Мораль – скомпрометированное понятие, но если заниматься ею всерьез, это столь же высоковольтное поле, как у гностиков и их оппонента Августина, как у Паскаля и Спинозы. И разумеется, у Канта, который афористически подчеркнул: в метафизических небесах нет ничего, кроме этики. Поздние стихи Цветкова пронизаны мотивами смерти – а любовной лирики у него всегда было немного. В общем, во многом знании много печали, и тот, кто умножает информацию, умножает скорбь.
Место в строю
Что же касается собственно поэтической традиции, ключевые имена предшественников уже названы: Мандельштам и Заболоцкий. Но за ними маячит и другая фигура – Тютчев. Кроме интереса к метафизике Цветкова с ним сближает саркастическое остроумие, некоторая оголтелость политических суждений, долгие периоды молчания, привычка жить по возможности вдали от возлюбленного отечества. Даже поза лирического героя – напряженная и немножко на котурнах. Даже некоторые ключевые образы: минералогические рапсодии Цветкова прямо наследуют тютчевскому камню, которым в промежутке уже попользовался Мандельштам.

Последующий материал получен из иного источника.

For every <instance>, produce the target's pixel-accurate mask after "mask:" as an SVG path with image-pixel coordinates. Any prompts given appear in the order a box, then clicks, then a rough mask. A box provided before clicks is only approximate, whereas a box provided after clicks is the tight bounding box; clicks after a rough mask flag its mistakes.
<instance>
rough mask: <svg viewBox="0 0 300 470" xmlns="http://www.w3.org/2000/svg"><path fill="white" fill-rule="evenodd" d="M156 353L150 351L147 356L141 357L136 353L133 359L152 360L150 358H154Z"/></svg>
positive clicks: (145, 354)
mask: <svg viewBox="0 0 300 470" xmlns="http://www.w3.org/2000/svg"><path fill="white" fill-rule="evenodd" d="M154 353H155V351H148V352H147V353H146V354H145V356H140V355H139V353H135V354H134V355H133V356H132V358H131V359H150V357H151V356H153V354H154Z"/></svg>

Впрочем, лексикон этого нового Тютчева далек от дипломатического. Это Тютчев, не просто пришедший к зырянам, но и поживший с ними бок о бок и уже избывший в «Эдеме» и сопутствующих стихах этот постылый опыт. Стоит вспомнить, кстати говоря, что культовой фигурой в сегодняшнем понимании Тютчев никогда не был. Стихи его при жизни ценили по достоинству немногие знатоки. Книжки он издавал редко и как бы нехотя, ко всякого рода поэтическим эскападам относился брезгливо. И гимназистки его стихами никогда не зачитывались. В общем, бесспорный гений второго ряда – фигура в нашей словесности не столь уж и редкая. Это к вопросу о вакансии великого национального поэта.
Елена Фанайлова удивляется: нелегко было понять, когда Алексей Петрович был университетским либералом, когда – правым консерватором. «Это сочеталось в удивительных пропорциях, но было ужасно убедительным».
Я полагаю, что поэтом Цветков был вполне имперским – он был заворожен Древним Римом и почитал его вершиной человеческой цивилизации. И досады его на возлюбленное отечество, пресловутый Третий Рим, связаны прежде всего с тем, что оно не торопилось античным доблестям соответствовать. А политические воззрения – лишь производная от культуры, причем далекая: третья или четвертая. Кто теперь вспомнит, за какую римскую партию стоял Гораций?
Сегодня гневные политические инвективы Алексея Цветкова в России совсем не ко двору. Но это ненадолго, это пройдет – вернее, станет неважным. Как говорили древние: мудрец, покидающий нас, лучше, чем примкнувший к нам дурак.